You can do it like that if you don’t replace the values inplace

df['File name'] = df['File name'].replace(False, attachment_name).replace(True, np.nan)
Answered By: Guy

In Python, putting a backslash at the end of the line creates a line continuation, which means "ignore the newline character and the next line’s indent". So, the code:

object.do_something(False) 
      .do_something(True)

will be interpreted as

object.do_something(False).do_something(True)

Now, this may actually be what you want to do. It’s often what you want to do with line continuation – you want to break one line for the machine into several lines for a human reader. So, what your code actually does is:

  1. Call the replace() method of df, with the specified parameters, and hold onto the value returned by replace.
  2. Call the replace() method of whatever the return value was, with the specified parameters.

So, this depends on the workings of df.replace. Given the name and parameters, I am going to assume that df is a pandas.DataFrame object. The documentation for pandas.DataFrame.replace says that it returns the caller (i.e. df) and the inplace parameter doesn’t mention changing the return value.
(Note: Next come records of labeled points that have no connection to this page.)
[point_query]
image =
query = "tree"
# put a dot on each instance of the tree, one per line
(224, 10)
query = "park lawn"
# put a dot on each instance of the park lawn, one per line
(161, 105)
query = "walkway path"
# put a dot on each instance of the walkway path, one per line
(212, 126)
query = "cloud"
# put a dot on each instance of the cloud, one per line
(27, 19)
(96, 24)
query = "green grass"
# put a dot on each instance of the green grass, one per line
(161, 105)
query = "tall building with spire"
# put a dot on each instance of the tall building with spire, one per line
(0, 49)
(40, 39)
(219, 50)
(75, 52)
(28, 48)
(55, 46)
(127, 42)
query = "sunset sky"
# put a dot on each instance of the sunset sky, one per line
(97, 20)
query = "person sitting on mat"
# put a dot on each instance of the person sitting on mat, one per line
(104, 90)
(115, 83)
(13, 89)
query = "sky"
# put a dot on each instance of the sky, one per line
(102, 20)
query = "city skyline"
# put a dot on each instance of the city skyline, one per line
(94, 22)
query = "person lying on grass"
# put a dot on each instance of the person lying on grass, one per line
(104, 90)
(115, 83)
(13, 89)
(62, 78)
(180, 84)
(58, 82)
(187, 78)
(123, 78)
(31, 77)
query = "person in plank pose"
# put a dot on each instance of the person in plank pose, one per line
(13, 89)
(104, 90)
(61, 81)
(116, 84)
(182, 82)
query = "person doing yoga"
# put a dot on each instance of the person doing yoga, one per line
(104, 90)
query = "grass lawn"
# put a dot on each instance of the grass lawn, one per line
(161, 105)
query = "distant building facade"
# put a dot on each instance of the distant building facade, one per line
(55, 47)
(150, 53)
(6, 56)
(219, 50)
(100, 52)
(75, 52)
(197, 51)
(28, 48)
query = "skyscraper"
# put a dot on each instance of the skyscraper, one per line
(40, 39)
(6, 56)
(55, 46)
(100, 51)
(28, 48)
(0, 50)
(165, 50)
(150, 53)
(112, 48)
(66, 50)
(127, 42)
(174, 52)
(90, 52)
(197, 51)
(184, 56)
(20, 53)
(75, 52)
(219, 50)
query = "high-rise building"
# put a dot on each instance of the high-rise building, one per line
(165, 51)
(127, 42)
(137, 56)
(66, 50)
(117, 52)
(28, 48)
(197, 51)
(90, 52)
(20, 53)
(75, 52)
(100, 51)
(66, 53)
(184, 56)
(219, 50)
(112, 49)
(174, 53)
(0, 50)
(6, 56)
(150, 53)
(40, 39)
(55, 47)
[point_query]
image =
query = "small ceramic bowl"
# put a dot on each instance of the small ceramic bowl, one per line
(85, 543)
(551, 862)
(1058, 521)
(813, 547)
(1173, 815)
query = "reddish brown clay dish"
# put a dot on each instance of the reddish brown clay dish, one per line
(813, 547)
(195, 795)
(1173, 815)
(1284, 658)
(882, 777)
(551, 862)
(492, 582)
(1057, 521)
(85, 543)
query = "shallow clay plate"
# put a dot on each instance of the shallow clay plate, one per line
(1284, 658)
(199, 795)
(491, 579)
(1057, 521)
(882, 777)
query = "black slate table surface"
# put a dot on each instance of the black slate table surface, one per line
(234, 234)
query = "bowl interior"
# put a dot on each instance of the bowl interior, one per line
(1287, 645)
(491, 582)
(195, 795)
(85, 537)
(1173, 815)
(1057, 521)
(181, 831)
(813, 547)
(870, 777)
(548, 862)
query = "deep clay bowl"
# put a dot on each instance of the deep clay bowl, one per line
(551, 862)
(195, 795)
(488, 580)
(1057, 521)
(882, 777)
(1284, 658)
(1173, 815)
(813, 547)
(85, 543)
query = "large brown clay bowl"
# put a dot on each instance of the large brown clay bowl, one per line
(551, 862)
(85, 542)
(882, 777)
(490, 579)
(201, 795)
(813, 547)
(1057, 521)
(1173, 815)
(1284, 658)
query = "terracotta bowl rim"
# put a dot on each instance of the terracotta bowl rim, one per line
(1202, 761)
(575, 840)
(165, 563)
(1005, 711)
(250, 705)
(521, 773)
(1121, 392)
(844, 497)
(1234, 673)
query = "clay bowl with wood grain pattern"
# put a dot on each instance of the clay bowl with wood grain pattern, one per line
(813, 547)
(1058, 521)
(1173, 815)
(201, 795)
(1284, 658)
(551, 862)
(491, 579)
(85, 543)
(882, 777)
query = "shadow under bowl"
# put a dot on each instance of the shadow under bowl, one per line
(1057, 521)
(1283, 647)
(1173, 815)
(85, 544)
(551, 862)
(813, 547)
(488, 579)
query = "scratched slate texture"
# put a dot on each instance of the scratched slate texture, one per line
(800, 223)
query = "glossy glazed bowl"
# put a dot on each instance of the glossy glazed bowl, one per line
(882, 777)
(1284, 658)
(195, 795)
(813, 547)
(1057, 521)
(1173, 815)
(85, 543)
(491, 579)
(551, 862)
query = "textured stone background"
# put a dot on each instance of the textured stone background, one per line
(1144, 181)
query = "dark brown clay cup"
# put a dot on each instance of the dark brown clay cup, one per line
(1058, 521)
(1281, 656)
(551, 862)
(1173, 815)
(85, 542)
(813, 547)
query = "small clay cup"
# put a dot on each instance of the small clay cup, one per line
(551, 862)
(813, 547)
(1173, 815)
However, testing this out in an interactive shell, we see:

>>> df=pandas.DataFrame()
>>> df.replace()
Empty DataFrame
Columns: []
Index: []
>>> df.replace(inplace=True)
>>> type(df.replace())
<class 'pandas.core.frame.DataFrame'>
>>> type(df.replace(inplace=True))
<class 'NoneType'>

So, when we get to the second line, we aren’t calling the replace method of a DataFrame, we are attempting to call the replace method of None – but None does not have a replace method, so Python throws an exception. There’s a variety of reasons to do this, but they definitely should have documented that inplace=True will change the return value.
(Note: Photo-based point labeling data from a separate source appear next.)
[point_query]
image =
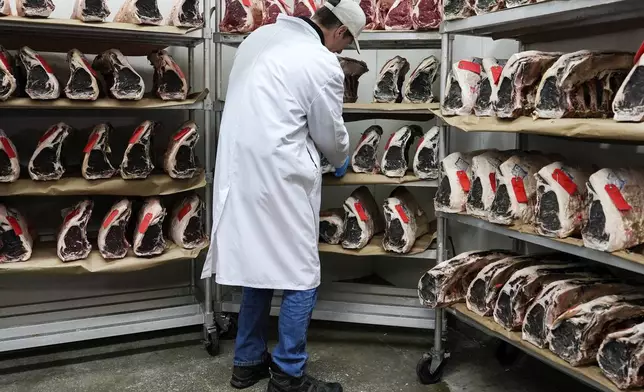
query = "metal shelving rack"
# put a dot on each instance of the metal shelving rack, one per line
(349, 302)
(105, 313)
(549, 21)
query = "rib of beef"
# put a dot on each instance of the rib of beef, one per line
(352, 69)
(365, 156)
(16, 243)
(448, 281)
(123, 82)
(425, 162)
(363, 219)
(91, 10)
(332, 226)
(185, 13)
(390, 81)
(45, 163)
(41, 83)
(577, 334)
(96, 154)
(405, 221)
(9, 160)
(83, 83)
(145, 12)
(462, 87)
(72, 242)
(148, 236)
(574, 85)
(395, 158)
(418, 88)
(112, 243)
(180, 160)
(137, 162)
(560, 209)
(34, 8)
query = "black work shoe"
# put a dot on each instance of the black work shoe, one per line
(247, 376)
(282, 382)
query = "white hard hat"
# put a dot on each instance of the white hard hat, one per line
(349, 14)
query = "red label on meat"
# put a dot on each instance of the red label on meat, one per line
(519, 190)
(402, 213)
(470, 66)
(617, 198)
(7, 147)
(110, 218)
(464, 180)
(566, 183)
(91, 143)
(361, 214)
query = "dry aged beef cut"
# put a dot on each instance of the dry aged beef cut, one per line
(83, 83)
(41, 83)
(187, 226)
(621, 357)
(448, 281)
(418, 88)
(45, 163)
(362, 219)
(405, 221)
(484, 290)
(72, 243)
(427, 14)
(516, 191)
(425, 163)
(90, 10)
(365, 156)
(560, 209)
(461, 90)
(615, 201)
(96, 154)
(185, 13)
(137, 161)
(489, 85)
(576, 335)
(180, 160)
(123, 82)
(148, 235)
(8, 81)
(559, 296)
(578, 84)
(522, 288)
(519, 82)
(395, 158)
(352, 69)
(332, 226)
(16, 243)
(144, 12)
(112, 243)
(390, 81)
(34, 8)
(483, 189)
(169, 82)
(9, 160)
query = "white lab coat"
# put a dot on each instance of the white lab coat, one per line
(284, 103)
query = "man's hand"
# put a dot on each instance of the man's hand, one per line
(341, 171)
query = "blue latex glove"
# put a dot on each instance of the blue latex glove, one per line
(341, 171)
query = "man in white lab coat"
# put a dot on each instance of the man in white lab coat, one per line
(284, 104)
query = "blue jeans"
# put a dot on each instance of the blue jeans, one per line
(295, 315)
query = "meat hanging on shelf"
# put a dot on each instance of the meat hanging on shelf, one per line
(45, 163)
(72, 243)
(96, 154)
(112, 241)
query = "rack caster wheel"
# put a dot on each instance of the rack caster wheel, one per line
(424, 370)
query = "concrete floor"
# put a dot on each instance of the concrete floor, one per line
(362, 358)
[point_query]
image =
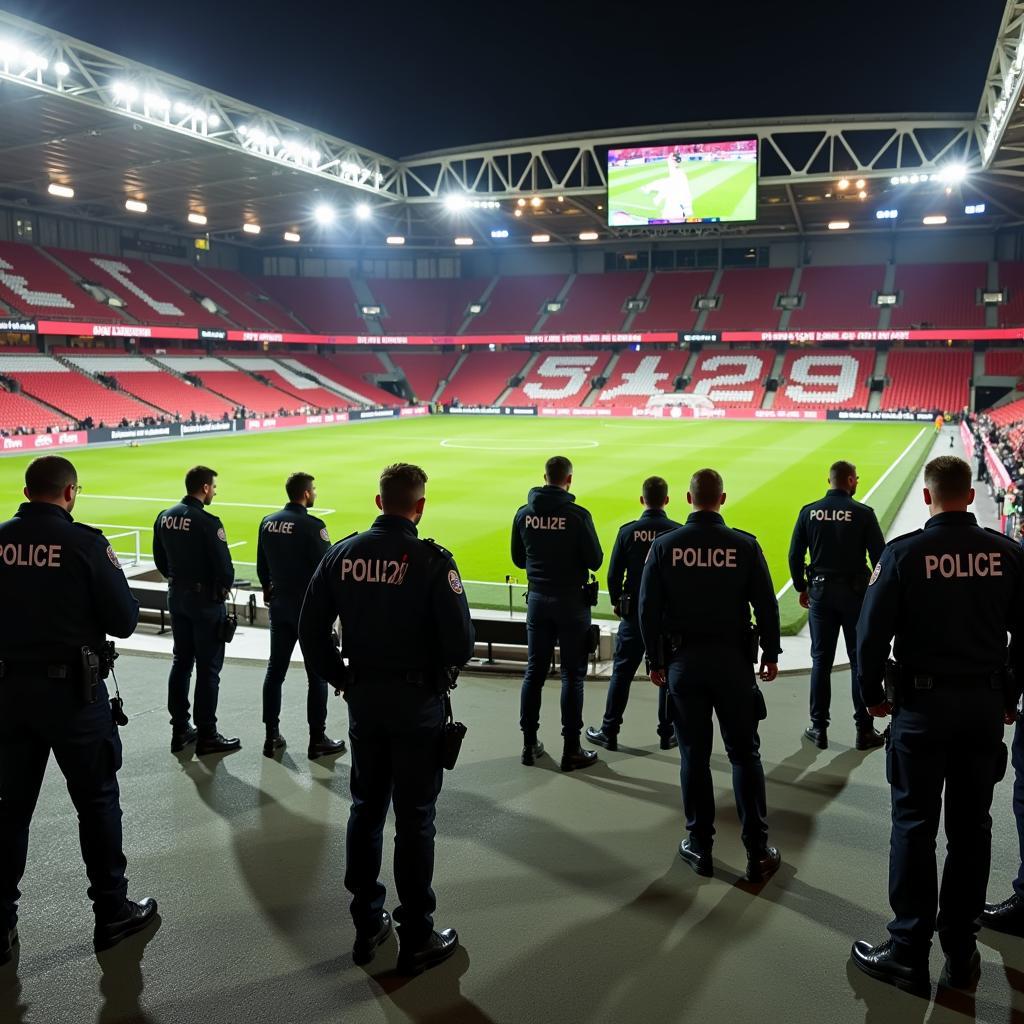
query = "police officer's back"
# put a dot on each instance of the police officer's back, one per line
(189, 547)
(838, 531)
(404, 625)
(625, 570)
(554, 540)
(61, 592)
(289, 548)
(949, 594)
(696, 593)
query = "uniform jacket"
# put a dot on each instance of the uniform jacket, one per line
(554, 540)
(60, 586)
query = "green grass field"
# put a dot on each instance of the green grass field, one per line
(727, 190)
(480, 471)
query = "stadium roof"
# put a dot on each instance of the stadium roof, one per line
(73, 115)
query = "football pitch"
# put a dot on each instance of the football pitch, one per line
(479, 472)
(727, 190)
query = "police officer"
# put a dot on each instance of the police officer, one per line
(404, 627)
(290, 547)
(189, 548)
(61, 592)
(949, 593)
(625, 568)
(554, 540)
(838, 530)
(695, 596)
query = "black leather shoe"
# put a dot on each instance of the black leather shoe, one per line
(763, 864)
(962, 972)
(365, 947)
(435, 950)
(135, 918)
(531, 752)
(609, 740)
(180, 738)
(571, 760)
(881, 963)
(1007, 916)
(325, 747)
(697, 858)
(273, 743)
(8, 939)
(818, 736)
(216, 744)
(868, 738)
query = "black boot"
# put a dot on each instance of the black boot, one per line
(134, 918)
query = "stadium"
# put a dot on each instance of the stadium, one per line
(187, 279)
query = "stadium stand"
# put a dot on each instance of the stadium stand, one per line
(147, 295)
(749, 299)
(838, 297)
(731, 379)
(671, 297)
(425, 306)
(34, 286)
(558, 379)
(327, 305)
(920, 379)
(482, 377)
(825, 380)
(638, 377)
(595, 301)
(516, 303)
(425, 371)
(940, 294)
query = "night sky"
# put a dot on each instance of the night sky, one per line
(408, 78)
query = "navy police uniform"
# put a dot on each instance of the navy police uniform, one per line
(554, 540)
(60, 589)
(949, 593)
(695, 596)
(403, 619)
(837, 530)
(625, 570)
(290, 547)
(189, 548)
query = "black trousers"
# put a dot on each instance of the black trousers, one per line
(629, 654)
(38, 716)
(395, 733)
(947, 738)
(196, 624)
(284, 636)
(702, 680)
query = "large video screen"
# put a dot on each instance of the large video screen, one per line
(683, 183)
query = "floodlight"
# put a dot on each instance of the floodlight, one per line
(325, 214)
How do we get what you want then? Well, the easiest way is to make sure that df.replace returns a value with a replace method, which we can call and make sense of. Luckily, we have already found a way to do this – by not using inplace!

df = df.replace(False, attachment_name) 
       .replace(True, np.nan)

With the default inplace=False, we get a return value of type pandas.DataFrame, which has a replace method which will accept these parameters as valid. However, we do not assign anything to df now – so we have to add that in.

You may be tempted to set inplace=True on the final replace. This will not work, because the final replace is not being called on df – it’s being called on the return value of df.replace, which is a different object. It won’t raise an exception, but it will fail to change the value of df.